That's exactly what's been happening. This has actually been building for a couple decades now. Once [Ronald] Reagan was no longer President, the Reagan coalition began to fracture, and essentially the Republicans have been trying to sweep it under the rug, in my opinion.

Part of the problem is that populism and traditional conservatism really don't mix. The populist [Republican voters] of today would [have been] Democrats two generations ago; they made up the major support of southern politicians who ran as Democrats, not Republicans.

But returning to the main point, isn't it unfair if to members of a party if that party's system shuts out a populist candidate that they like?
My answer to the people who support Trump who are complaining about this is, "Wait, if the rules are rigged, how does your candidate have more delegates than anyone? How did your candidate get 90 delegates out of 95 out of New York State yesterday? How did that happen?" If it was rigged, there'd be methodologies in place trying to stop him.

Cruz is taking a behind-the-scenes approach to stopping Trump, appealing to party insiders to try to sway delegates.

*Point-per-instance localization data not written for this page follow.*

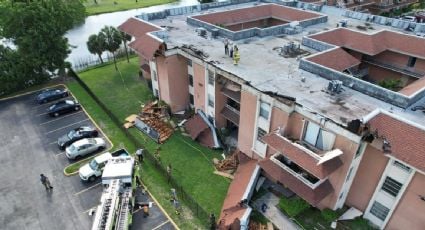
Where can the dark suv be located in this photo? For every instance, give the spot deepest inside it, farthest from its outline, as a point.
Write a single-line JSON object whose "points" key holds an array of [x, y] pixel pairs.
{"points": [[62, 107]]}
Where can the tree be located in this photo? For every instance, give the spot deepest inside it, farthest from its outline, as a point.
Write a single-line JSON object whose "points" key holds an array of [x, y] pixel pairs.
{"points": [[112, 40], [37, 30], [96, 45], [126, 38]]}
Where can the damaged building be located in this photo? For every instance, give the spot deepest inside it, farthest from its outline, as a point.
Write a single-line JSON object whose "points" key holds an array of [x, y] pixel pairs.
{"points": [[333, 114]]}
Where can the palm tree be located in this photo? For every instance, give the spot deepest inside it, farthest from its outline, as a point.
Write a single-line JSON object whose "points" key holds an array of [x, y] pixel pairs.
{"points": [[112, 40], [96, 45], [125, 38]]}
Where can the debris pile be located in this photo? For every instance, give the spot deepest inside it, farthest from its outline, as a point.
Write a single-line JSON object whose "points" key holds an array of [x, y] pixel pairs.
{"points": [[152, 120], [228, 165], [155, 116]]}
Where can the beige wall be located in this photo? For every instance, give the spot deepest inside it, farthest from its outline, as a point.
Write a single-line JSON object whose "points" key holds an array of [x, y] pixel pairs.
{"points": [[410, 211], [199, 86], [247, 122], [367, 178], [173, 81]]}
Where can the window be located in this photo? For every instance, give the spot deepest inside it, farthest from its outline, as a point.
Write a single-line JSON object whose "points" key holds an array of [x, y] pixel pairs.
{"points": [[190, 80], [379, 210], [191, 100], [154, 75], [411, 62], [260, 134], [391, 186], [349, 174], [210, 100], [402, 166], [317, 137], [210, 77], [264, 110]]}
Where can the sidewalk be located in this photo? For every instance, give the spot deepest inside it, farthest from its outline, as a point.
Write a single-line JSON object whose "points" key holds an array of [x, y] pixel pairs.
{"points": [[273, 213]]}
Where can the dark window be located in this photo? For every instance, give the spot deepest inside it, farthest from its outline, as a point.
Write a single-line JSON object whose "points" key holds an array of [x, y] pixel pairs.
{"points": [[411, 62], [191, 100], [402, 166], [379, 210], [190, 80], [260, 134], [210, 77], [210, 100], [391, 186], [264, 110]]}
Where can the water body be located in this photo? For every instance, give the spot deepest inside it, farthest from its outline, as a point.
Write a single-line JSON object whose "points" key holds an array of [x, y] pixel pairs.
{"points": [[93, 24]]}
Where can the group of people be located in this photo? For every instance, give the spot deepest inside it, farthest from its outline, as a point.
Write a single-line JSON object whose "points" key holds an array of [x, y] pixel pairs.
{"points": [[231, 51]]}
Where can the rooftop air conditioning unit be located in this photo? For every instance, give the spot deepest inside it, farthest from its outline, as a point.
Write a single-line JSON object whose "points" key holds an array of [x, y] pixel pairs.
{"points": [[335, 86]]}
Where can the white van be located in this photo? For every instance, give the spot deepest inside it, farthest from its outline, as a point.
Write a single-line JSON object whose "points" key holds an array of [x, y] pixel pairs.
{"points": [[93, 169]]}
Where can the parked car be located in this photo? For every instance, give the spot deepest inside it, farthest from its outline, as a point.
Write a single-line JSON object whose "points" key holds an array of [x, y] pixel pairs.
{"points": [[93, 169], [84, 146], [51, 95], [75, 135], [64, 106]]}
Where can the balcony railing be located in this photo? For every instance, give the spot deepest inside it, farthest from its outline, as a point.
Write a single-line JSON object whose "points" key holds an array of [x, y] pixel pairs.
{"points": [[231, 114], [396, 68], [318, 164]]}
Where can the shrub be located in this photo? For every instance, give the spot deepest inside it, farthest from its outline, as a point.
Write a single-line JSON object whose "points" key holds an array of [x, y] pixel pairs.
{"points": [[292, 206], [329, 215]]}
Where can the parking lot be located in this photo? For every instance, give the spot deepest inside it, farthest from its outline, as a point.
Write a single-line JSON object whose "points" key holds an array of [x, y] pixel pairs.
{"points": [[28, 147]]}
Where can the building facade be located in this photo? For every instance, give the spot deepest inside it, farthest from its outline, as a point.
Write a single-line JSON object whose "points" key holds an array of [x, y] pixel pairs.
{"points": [[360, 145]]}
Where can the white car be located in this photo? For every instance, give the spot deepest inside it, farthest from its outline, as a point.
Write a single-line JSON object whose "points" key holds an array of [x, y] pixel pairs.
{"points": [[84, 146], [93, 169]]}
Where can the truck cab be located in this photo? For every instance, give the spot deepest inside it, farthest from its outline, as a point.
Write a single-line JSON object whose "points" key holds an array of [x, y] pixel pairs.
{"points": [[93, 169]]}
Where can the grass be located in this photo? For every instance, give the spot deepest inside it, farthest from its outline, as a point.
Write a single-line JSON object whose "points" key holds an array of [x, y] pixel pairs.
{"points": [[191, 162], [107, 6], [156, 184]]}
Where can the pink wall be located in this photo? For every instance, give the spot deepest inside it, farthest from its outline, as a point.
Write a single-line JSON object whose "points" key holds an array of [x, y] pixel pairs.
{"points": [[338, 177], [199, 86], [367, 178], [220, 102], [247, 122], [410, 211], [178, 83], [279, 118]]}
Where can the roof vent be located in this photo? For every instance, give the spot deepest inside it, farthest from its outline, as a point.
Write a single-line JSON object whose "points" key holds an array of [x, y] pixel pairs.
{"points": [[201, 32], [335, 86]]}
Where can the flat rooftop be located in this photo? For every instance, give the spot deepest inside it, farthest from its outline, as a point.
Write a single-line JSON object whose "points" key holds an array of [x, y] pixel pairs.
{"points": [[262, 64]]}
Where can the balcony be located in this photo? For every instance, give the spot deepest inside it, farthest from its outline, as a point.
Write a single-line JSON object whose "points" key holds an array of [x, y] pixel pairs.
{"points": [[234, 95], [396, 68], [318, 164], [311, 189], [231, 114]]}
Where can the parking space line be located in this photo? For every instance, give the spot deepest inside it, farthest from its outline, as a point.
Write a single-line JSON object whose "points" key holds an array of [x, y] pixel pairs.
{"points": [[66, 126], [47, 122], [88, 210], [58, 154], [163, 223], [87, 189]]}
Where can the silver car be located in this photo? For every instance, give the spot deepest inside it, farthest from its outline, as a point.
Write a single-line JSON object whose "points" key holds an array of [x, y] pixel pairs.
{"points": [[84, 146]]}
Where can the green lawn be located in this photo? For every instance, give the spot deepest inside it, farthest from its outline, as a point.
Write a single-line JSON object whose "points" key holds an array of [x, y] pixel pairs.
{"points": [[191, 162], [106, 6]]}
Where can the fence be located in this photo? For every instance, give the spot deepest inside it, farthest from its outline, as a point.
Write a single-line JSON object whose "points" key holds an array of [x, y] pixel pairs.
{"points": [[182, 194]]}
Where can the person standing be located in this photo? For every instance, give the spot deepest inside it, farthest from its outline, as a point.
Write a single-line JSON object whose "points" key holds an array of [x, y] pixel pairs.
{"points": [[46, 182], [226, 46], [139, 154]]}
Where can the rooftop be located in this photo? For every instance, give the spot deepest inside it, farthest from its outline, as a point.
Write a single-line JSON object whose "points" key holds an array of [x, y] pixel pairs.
{"points": [[263, 66]]}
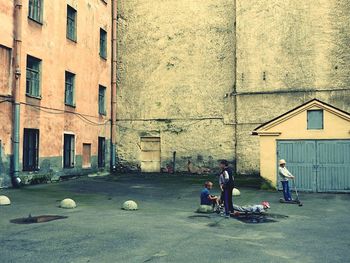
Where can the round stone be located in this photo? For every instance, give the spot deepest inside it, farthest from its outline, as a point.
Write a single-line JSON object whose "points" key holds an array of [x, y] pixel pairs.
{"points": [[4, 200], [205, 209], [68, 203], [236, 192], [130, 205]]}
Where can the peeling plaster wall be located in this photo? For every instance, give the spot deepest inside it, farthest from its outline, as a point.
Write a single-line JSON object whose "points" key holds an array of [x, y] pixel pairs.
{"points": [[176, 63], [48, 42]]}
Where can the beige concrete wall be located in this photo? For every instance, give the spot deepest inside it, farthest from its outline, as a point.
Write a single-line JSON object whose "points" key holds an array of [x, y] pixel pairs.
{"points": [[295, 128], [176, 60], [176, 65], [288, 52]]}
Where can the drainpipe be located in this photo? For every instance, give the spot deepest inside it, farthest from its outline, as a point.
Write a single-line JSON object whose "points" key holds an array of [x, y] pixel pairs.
{"points": [[16, 92], [114, 86], [235, 84]]}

Is this a classic strategy?
In a sense, Cruz is just doing what Ron Paul did four years ago, when he got delegates [who supported him] seated [at the convention], even though they had to vote for [Mitt] Romney on the first ballot—by basically being almost like a wedding crasher, crashing certain conventions at the county level.

Cruz is doing basically the same thing without having to "crash the party," so to speak. This is where Trump has a disadvantage as an outsider. Cruz—even though he's apparently not well-liked by most politicians in the Republican Party—is a politician. He's a senator. He's able to play the "game" in a way that Trump can't.